Gas Meters

Bellows Gas Meter

Diaphragm or Bellows meters are the most common type of gas meter. They are used in almost all residential and small commercial installations. The meter contains two bellows assemblies which alternately fill and expel gas, producing nearly continuous flow through the meter.

     

Bellows Gas Meter - Operation

The adjacent animations show how the bellows meter operates. A small portion of the working pressure of the gas is used to operate the instrument.
At first bellows 2 is filling which simultaneously expels gas out of chamber 1.
When bellows 2 is full, a mechanical linkage slides the valving system to a new position. This allows bellows 3 to start filling which simultaneously expels gas from chamber 4.
When bellows 3 is full, a mechanical linkage slides the valving system to another new position. This allows chamber 1 to start filling which simultaneously expels gas from bellows 2.
When bellows 2 is empty, a mechanical linkage slides the valving system to a new position.

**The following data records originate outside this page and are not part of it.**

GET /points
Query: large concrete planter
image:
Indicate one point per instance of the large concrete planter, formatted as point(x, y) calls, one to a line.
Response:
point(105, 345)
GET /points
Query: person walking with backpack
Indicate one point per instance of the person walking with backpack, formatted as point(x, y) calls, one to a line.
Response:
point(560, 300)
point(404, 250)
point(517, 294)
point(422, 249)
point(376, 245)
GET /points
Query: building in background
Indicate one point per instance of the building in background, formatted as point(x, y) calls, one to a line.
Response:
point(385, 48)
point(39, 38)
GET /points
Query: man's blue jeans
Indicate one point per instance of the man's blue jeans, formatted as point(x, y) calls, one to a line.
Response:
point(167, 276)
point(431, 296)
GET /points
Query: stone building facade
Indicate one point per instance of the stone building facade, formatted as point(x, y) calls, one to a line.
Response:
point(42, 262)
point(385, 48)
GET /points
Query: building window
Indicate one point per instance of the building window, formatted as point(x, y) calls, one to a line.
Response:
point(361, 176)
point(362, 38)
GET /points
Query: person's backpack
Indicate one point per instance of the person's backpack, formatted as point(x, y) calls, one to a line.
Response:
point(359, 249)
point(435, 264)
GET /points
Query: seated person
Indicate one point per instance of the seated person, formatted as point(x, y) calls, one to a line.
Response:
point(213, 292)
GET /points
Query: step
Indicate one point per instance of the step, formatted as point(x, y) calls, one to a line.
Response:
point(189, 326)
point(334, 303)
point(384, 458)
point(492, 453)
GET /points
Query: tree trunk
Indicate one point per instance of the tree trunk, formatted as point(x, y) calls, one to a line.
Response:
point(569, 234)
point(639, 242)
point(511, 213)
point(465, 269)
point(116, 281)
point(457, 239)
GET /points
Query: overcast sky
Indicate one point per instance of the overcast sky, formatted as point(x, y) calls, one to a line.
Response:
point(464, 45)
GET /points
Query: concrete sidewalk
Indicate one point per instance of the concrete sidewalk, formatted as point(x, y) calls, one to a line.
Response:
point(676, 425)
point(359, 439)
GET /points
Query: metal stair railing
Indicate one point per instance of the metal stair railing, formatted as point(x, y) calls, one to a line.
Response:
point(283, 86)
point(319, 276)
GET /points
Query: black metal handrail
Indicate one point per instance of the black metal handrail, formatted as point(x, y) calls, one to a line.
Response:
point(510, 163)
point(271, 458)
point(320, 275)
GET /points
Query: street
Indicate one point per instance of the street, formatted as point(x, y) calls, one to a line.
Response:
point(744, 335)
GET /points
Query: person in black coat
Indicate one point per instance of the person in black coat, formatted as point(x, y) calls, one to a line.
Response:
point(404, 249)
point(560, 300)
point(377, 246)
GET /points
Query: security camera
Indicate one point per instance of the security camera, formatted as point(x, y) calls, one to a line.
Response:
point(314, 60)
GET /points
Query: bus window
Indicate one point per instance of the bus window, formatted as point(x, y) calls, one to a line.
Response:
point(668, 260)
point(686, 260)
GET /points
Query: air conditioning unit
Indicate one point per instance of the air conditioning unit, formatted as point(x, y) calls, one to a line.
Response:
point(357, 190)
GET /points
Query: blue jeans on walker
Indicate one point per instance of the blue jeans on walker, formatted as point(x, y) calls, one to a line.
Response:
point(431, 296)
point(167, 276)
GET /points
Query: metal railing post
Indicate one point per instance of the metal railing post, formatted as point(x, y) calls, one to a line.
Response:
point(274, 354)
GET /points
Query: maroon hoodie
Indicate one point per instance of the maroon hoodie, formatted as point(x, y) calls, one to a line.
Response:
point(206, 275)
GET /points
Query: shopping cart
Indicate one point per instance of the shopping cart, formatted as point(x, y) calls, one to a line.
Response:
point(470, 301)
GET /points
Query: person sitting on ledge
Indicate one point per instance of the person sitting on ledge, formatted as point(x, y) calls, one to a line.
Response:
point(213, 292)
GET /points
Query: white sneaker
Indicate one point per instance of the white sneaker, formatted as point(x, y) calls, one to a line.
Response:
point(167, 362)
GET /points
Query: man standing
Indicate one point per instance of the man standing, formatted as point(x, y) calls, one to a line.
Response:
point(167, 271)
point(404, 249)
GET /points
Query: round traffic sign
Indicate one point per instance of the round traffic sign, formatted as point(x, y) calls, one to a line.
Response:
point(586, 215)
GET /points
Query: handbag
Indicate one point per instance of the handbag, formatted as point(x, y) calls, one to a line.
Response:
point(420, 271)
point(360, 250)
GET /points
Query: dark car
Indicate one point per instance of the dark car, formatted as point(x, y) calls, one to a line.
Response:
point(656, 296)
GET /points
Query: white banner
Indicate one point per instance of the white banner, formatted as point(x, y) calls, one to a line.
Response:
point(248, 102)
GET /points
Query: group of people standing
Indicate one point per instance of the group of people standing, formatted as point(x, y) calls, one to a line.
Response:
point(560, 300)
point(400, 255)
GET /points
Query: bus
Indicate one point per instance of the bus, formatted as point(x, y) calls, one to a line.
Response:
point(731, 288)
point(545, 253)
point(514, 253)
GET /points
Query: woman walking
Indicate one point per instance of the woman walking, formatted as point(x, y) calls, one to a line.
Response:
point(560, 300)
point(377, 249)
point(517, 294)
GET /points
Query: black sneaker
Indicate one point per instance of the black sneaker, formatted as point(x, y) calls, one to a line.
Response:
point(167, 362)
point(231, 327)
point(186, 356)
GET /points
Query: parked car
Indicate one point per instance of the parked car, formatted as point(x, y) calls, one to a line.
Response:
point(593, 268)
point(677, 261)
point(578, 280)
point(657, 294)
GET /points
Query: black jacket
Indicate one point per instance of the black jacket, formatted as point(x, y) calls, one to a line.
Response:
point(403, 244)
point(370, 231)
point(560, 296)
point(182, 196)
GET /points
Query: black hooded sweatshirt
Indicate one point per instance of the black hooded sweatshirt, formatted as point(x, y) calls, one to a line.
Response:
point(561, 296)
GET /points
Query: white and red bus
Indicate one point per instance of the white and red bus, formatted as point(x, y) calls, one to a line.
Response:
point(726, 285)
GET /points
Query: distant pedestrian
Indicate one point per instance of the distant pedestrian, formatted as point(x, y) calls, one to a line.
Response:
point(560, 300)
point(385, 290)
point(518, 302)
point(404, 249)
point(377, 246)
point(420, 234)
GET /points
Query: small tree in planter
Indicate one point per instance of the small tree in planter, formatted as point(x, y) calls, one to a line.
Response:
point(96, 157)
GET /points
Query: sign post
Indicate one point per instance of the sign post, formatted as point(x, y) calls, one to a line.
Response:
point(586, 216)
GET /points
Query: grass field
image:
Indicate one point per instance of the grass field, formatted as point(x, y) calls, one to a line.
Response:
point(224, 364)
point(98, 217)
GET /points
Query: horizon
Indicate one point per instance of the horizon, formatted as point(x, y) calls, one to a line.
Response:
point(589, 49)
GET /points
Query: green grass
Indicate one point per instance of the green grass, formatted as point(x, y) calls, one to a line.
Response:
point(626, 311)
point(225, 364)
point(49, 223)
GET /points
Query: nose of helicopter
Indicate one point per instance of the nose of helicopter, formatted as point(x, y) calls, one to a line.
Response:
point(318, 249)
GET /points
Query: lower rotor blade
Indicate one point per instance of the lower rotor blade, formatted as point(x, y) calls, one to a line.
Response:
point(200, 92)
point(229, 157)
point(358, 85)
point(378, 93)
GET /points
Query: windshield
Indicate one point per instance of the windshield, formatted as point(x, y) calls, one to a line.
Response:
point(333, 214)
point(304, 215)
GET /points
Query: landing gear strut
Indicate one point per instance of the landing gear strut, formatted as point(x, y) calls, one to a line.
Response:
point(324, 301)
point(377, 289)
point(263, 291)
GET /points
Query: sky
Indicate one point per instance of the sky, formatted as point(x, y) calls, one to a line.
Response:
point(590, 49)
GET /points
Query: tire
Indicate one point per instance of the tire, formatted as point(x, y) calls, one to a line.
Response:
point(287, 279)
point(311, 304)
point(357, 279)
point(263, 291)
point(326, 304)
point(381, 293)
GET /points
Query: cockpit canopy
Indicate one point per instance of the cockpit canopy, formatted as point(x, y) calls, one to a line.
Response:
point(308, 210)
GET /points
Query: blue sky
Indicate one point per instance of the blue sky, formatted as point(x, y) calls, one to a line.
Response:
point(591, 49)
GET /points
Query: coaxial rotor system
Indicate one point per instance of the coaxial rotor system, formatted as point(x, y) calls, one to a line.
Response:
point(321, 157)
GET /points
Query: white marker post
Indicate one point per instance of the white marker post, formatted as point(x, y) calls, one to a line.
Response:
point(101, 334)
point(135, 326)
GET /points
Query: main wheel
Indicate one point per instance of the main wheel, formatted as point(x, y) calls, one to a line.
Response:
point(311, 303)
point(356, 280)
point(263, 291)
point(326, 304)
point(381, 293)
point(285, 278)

This allows chamber 4 to start filling which simultaneously expels gas from bellows 3.
When chamber 4 is empty, a mechanical linkage slides the valving system to a new position completing the cycle.
This cycle continues so long as gas is being consumed by an appliance. Diaphragm gas meters are positive displacement meters. A known quantity of gas is measured as the meter aspirates. As the diaphragms expand and contract, levers connected to cranks convert the linear motion of the bellows into the rotary motion of a crank shaft. This shaft can drive an odometer-like counter mechanism, a set of dials or it can produce electrical pulses for a flow computer.

Rotary Gas Meter

Rotary meters are highly machined precision instruments capable of handling higher volumes and pressures than bellows or diaphragm meters. Their design is based on the 1846 lobed impeller water pump design of the Roots brothers. Rotary meters have evolved and improved through more precise manufacturing processes, use of modular designs, better materials, and electronics. They have a proven record of consistent accurate performance.

 

Rotary Gas Meter - Operation

Within the meter, two figure "8" shaped lobes, the rotors (also known as impellers or pistons), spin in precise alignment. With each turn a specific quantity of gas is metered. The rotational movement of the crank drives an odometer-like counter or it can produce electrical pulses for a flow computer.